New files are added by scanners in mb, which needs careful handling of deadlocks when two scanners attempt to add the same files. mc has separate jobs for keeping in sync information about files on the Main Server and for scanning mirrors. In addition, jobs have natural locking mechanism (https://docs.mojolicious.org/Minion#lock), which prevents conflicting operations.
New files are added by scanners in mb, which currently leads to many incorrect files in database. (Potentially overload of mb DB because of incorrectly configured mirror). (This may be fixed in cost of added coupling on mb architecture).
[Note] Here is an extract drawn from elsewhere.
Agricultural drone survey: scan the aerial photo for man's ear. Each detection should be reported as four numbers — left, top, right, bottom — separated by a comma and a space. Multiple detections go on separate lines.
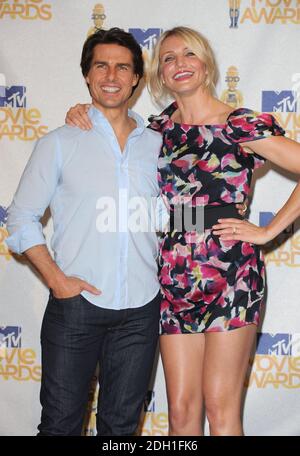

mb relies on command line tool and cron to run jobs. User then manually reviews logs to find eventual problems (which is a challenge to do with current amount of logging).
mc has a popular, mature, fast and asynchronous job queue: https://docs.mojolicious.org/Minion, which includes prioritization, rescheduling, custom job queues, scalability (adding workers), manageability (assigning workers to particular queues), dashboard, search, etc.

mb relies on rendering of static files generated by a cron job.
mc uses the mojolicious.org framework, which has delayed rendering, javascript, etc.

Architecture
- By design mb uses local files for rendering directories in WebUI and for scanner jobs to detect files present on mirror. It is a complication for using several geographical instances of mb, so it's possible to configure Apache plugins with some periodical sync jobs to store empty files instead of keeping full content of files.
- mc is fileless by design, so it should be easy to spawn a new mc instance, which will become useful immediately.
Since at the moment filename is not enough to identify the content of a file (see https://github.com/openSUSE/open-build-service/issues/6690), additional identification is required (e.g. filesize + mtime). This will complicate mb approach even more. (It will need to sync additional info besides empty files).

While mc may lead to eventual increased traffic to the main server, both mc and mb must rely on robustness of the main server.

Last update: January 14, 2022